Una de las formas de profundizar el avance de este modelo universitario consiste en el achicamiento de la formación de grado (la duración de las carreras, la cantidad de materias, la degradación de sus contenidos, las incumbencias de los títulos, etc.). Así se combina un fuerte ajuste económico con la desvalorización de este nivel de formación, complementado con el impulso brindado al desarrollo del nivel de posgrado, arancelado, que se plantea como una continuación necesaria de los estudios. Amparados en la excusa de modernizar la universidad y adecuarse a las nuevas tendencias internacionales, estas transformaciones fueron anunciadas por las autoridades de la UBA como la nueva reforma universitaria, que tiene como base la revisión de la oferta curricular de grado, la eliminación de carreras no necesarias, el acortamiento de la duración en los estudios y la difusión del posgrado.
En Humanidades, la reforma de los planes de estudio encarada con el único fin de adecuarlos al sistema educativo planificado desde la Ley Federal de Educación también se inscribe en el mismo sentido. Se trata de una muestra más de la carencia de proyectos propios sobre los egresados que está formando la universidad, de la pérdida de independencia para encarar programas de investigación y extensión, de la ausencia de reflexión sobre el contenido de la educación y del rol de la institución educativa en el contexto social. Y por sobre todo, una muestra de la inexistencia de diferencias fundamentales entre los proyectos del gobierno y de quienes todavía dicen llamarse opositores.

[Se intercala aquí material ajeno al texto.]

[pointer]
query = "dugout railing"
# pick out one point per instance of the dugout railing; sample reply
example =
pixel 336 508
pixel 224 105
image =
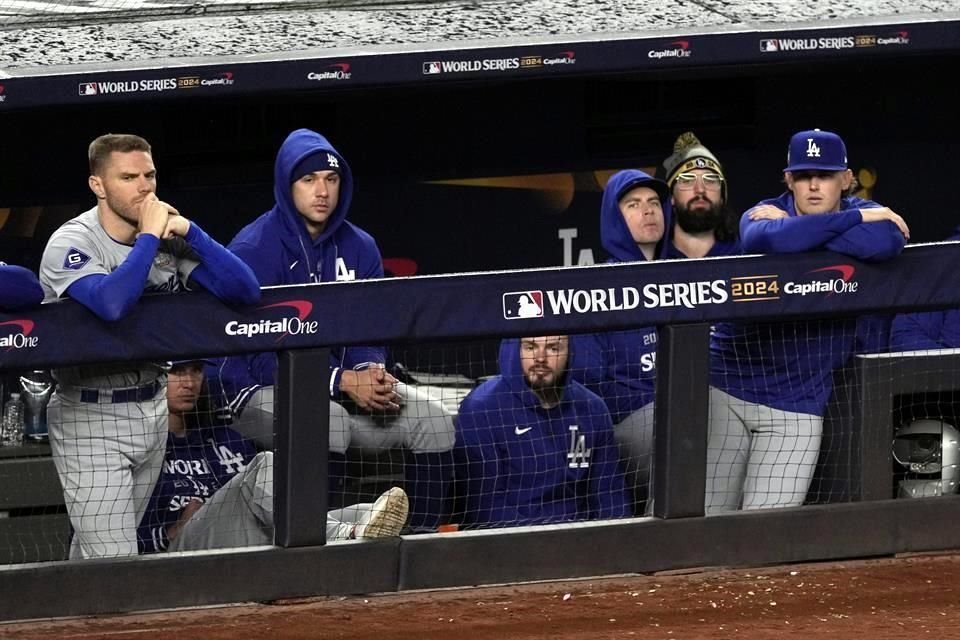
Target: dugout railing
pixel 867 521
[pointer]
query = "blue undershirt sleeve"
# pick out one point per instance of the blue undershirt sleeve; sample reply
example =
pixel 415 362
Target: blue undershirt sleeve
pixel 111 296
pixel 795 234
pixel 221 272
pixel 19 288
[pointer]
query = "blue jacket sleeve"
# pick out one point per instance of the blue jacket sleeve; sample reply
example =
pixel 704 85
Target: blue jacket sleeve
pixel 19 288
pixel 220 272
pixel 480 465
pixel 917 331
pixel 111 296
pixel 608 493
pixel 795 234
pixel 869 241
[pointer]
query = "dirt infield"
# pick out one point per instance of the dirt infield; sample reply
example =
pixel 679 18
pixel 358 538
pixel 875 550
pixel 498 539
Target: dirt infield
pixel 906 597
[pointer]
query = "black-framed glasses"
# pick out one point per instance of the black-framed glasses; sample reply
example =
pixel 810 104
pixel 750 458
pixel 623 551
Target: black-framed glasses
pixel 708 180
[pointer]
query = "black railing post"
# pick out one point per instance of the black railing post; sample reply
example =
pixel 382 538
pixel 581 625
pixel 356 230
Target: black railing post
pixel 302 413
pixel 681 416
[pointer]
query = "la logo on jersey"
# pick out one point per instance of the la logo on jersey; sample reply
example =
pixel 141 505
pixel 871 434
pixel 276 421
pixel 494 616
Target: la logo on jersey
pixel 231 461
pixel 523 304
pixel 343 272
pixel 578 457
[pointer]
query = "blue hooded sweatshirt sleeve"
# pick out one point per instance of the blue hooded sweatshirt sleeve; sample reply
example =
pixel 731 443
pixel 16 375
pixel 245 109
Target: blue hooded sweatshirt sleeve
pixel 524 464
pixel 620 366
pixel 790 365
pixel 19 288
pixel 279 249
pixel 927 330
pixel 843 232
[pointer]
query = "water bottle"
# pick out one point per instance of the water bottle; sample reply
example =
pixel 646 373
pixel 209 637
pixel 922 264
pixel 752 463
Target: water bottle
pixel 37 389
pixel 13 421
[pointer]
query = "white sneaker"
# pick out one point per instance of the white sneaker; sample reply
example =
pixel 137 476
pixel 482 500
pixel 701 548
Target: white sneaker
pixel 385 517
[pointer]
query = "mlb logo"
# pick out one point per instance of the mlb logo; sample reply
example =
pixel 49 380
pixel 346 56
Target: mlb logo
pixel 523 304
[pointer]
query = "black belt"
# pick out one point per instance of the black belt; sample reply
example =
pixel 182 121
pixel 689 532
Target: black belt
pixel 119 396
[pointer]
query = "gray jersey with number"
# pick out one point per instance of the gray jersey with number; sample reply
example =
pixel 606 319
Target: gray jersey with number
pixel 82 247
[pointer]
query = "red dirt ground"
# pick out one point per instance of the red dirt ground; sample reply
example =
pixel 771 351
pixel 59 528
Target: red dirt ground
pixel 908 597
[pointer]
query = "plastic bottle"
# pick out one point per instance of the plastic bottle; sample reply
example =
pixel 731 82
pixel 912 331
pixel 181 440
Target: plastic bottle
pixel 37 389
pixel 13 421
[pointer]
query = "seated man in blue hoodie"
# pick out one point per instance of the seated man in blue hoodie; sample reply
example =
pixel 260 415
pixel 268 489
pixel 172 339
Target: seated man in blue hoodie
pixel 536 447
pixel 771 381
pixel 928 329
pixel 306 238
pixel 215 491
pixel 620 366
pixel 19 288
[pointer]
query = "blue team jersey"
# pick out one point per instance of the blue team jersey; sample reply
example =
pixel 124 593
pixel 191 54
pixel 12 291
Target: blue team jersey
pixel 524 464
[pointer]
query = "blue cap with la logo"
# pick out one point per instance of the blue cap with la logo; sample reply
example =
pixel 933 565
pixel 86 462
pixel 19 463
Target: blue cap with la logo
pixel 816 150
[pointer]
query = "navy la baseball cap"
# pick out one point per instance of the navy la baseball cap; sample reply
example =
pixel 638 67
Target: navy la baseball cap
pixel 816 150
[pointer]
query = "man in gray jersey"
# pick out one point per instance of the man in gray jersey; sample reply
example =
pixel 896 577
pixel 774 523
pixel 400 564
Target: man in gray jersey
pixel 107 422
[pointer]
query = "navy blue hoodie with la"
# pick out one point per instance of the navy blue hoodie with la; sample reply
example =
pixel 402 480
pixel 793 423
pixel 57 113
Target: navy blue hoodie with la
pixel 620 366
pixel 524 464
pixel 279 249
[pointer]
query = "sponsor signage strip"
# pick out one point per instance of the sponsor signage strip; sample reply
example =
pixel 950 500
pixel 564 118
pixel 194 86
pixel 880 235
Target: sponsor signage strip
pixel 509 303
pixel 466 64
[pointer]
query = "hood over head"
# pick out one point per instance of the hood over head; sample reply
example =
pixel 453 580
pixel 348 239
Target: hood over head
pixel 302 152
pixel 615 236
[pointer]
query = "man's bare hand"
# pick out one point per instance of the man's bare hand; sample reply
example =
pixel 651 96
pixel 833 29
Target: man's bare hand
pixel 767 212
pixel 372 389
pixel 878 214
pixel 153 216
pixel 177 225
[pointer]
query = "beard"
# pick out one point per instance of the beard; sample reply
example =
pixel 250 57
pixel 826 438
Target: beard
pixel 700 220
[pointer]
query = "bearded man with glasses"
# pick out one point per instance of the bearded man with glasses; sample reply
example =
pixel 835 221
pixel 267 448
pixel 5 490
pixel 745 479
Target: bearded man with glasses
pixel 704 225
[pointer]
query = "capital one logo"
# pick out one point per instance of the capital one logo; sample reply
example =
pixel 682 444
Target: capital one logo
pixel 22 338
pixel 286 326
pixel 841 284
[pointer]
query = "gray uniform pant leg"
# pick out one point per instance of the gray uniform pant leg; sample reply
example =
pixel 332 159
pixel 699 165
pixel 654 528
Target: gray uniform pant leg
pixel 758 457
pixel 239 514
pixel 108 458
pixel 423 425
pixel 634 435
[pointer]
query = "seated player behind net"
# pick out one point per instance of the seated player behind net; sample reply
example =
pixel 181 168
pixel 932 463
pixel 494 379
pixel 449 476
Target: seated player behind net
pixel 534 446
pixel 771 381
pixel 215 491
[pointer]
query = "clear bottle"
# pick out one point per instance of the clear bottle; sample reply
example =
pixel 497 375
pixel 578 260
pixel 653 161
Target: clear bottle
pixel 13 421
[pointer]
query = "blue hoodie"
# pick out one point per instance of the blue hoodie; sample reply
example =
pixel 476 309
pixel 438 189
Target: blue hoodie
pixel 516 455
pixel 789 365
pixel 927 330
pixel 195 466
pixel 280 251
pixel 620 366
pixel 19 288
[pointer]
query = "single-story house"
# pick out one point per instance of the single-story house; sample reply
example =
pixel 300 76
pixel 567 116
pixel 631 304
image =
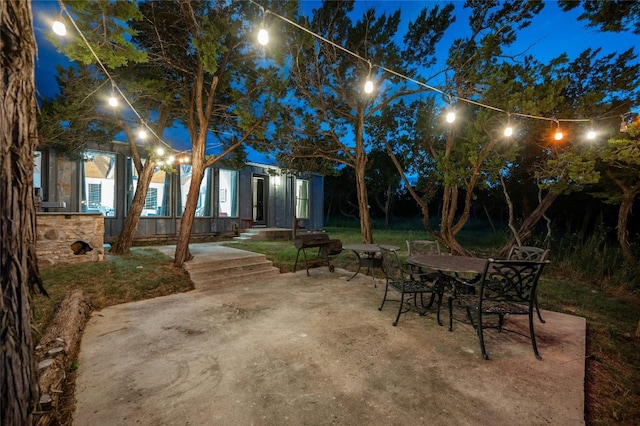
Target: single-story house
pixel 103 181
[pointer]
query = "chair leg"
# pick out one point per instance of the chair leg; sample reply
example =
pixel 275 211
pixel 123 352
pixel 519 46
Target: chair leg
pixel 450 303
pixel 533 336
pixel 400 309
pixel 480 333
pixel 384 298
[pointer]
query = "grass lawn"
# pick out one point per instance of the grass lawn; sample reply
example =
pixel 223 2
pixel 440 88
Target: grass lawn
pixel 613 351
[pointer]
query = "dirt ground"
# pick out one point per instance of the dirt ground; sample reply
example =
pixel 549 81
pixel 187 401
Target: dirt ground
pixel 298 350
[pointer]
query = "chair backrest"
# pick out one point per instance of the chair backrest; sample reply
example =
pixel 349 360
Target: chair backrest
pixel 423 247
pixel 511 281
pixel 527 253
pixel 391 265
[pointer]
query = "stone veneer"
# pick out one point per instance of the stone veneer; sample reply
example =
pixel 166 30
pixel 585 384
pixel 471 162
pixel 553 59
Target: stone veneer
pixel 56 232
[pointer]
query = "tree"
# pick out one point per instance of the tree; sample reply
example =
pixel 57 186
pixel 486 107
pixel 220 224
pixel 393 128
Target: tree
pixel 333 110
pixel 226 89
pixel 611 15
pixel 79 111
pixel 20 274
pixel 620 159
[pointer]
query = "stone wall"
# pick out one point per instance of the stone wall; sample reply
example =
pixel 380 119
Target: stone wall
pixel 57 232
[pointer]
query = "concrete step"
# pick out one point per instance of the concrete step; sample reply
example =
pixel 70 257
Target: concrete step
pixel 213 264
pixel 241 266
pixel 231 270
pixel 221 280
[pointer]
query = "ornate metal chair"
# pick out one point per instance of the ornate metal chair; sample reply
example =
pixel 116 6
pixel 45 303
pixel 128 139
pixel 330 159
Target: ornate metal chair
pixel 506 287
pixel 409 284
pixel 529 253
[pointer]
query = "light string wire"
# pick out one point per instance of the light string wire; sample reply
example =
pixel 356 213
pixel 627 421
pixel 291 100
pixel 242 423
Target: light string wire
pixel 420 83
pixel 110 78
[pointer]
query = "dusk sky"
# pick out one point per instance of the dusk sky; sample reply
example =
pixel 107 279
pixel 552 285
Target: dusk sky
pixel 552 33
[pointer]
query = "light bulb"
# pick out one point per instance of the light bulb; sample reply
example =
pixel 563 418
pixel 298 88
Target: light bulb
pixel 508 131
pixel 263 36
pixel 451 117
pixel 59 28
pixel 368 86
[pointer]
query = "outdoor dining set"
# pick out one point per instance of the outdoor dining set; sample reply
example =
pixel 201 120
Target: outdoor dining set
pixel 487 290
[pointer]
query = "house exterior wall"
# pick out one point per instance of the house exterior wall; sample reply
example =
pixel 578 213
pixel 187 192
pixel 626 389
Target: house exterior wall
pixel 61 181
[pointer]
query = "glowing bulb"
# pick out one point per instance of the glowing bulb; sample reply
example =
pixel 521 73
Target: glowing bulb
pixel 59 28
pixel 508 131
pixel 451 117
pixel 368 86
pixel 263 36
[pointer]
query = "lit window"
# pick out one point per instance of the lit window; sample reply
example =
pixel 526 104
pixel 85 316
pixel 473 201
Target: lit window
pixel 302 199
pixel 98 182
pixel 228 198
pixel 203 208
pixel 158 199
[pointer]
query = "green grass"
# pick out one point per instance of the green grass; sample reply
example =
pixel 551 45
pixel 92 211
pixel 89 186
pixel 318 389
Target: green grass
pixel 141 274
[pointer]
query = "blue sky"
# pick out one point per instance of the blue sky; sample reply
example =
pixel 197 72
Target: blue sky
pixel 552 33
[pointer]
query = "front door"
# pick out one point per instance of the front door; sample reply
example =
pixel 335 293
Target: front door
pixel 259 192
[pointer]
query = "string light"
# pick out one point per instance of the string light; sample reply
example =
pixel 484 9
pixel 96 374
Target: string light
pixel 59 28
pixel 558 135
pixel 450 116
pixel 368 85
pixel 623 125
pixel 113 101
pixel 263 34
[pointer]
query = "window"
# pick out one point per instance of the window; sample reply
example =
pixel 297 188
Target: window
pixel 302 199
pixel 158 199
pixel 95 195
pixel 151 201
pixel 228 199
pixel 98 174
pixel 203 208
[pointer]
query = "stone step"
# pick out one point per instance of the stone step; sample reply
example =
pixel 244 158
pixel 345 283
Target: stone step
pixel 203 274
pixel 221 280
pixel 212 264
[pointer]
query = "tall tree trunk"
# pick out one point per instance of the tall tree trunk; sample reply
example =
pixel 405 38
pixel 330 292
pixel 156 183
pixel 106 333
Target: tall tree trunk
pixel 363 206
pixel 525 230
pixel 628 195
pixel 125 239
pixel 197 173
pixel 20 275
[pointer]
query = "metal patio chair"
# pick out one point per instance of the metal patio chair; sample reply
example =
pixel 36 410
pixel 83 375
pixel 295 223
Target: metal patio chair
pixel 506 287
pixel 529 253
pixel 409 284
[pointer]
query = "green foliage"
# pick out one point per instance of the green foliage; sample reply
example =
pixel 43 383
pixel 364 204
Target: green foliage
pixel 106 25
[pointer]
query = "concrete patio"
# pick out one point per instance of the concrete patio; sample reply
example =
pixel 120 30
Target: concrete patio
pixel 298 350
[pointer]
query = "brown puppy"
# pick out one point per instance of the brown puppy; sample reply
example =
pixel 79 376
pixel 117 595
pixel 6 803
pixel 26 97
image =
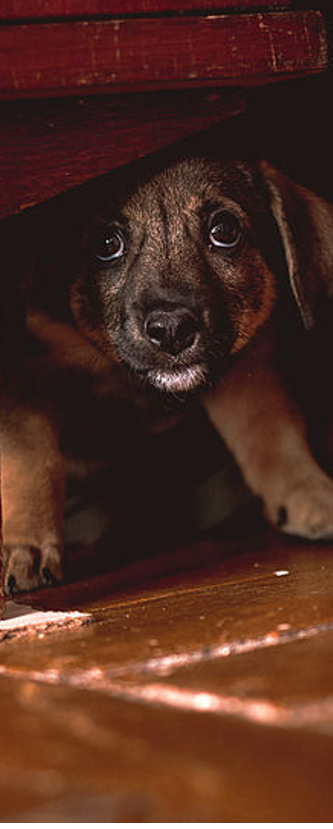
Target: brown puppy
pixel 180 285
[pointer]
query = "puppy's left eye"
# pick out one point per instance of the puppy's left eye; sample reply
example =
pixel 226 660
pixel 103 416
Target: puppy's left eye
pixel 225 230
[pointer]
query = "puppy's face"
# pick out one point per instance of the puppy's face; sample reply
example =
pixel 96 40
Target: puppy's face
pixel 176 279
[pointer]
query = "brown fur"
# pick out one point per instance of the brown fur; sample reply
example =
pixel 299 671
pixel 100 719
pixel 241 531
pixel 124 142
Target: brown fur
pixel 90 319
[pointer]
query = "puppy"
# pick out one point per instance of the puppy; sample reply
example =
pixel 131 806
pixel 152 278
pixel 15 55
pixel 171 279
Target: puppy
pixel 197 280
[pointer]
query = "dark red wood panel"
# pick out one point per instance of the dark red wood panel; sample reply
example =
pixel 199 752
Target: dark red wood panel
pixel 47 147
pixel 145 53
pixel 25 9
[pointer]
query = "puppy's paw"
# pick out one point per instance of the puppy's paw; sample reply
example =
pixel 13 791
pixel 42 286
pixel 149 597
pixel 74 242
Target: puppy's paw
pixel 307 510
pixel 27 568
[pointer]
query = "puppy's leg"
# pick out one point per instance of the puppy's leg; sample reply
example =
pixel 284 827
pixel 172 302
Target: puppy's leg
pixel 266 432
pixel 32 490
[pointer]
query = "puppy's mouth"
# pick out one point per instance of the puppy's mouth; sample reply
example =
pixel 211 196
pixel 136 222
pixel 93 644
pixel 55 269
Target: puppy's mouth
pixel 177 380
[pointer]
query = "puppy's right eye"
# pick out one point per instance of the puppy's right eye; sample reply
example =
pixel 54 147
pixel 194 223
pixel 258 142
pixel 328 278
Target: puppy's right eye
pixel 108 244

Hoy puede verse más claramente a dónde apuntaban muchas de las políticas encaradas hace algunos años. No siempre los temas que eran visibles (ingreso, permanencia, presupuesto) permitían advertir la profundidad de los cambios. Esta limitación es consecuencia de los ejes en los que fue instalado el debate, que tanto desde el ministerio de Educación como desde las autoridades universitarias y la dirigencia estudiantil fue centrado en una discusión sobre cupos y aranceles, cuando lentamente se estaban modificando las condiciones para introducir una nueva lógica en el papel a desempeñar por la universidad, en sus criterios sobre política académica, posibilidades para la investigación, condiciones laborales de los docentes, perfil de la formación de los graduados, en fin, estructuras institucionales, modelos de pensamiento y de construcción del conocimiento.
Este cuadro de situación pretende relacionar algunas medidas que se han venido implementando en los últimos años, con un proyecto global. En este marco, la adecuación del estatuto de la UNLP a la LES debe interpretarse como una parte más del proceso de aplicación de esta política universitaria. Desde este punto de vista puede entenderse mejor el significado de lo sucedido en febrero de 1996.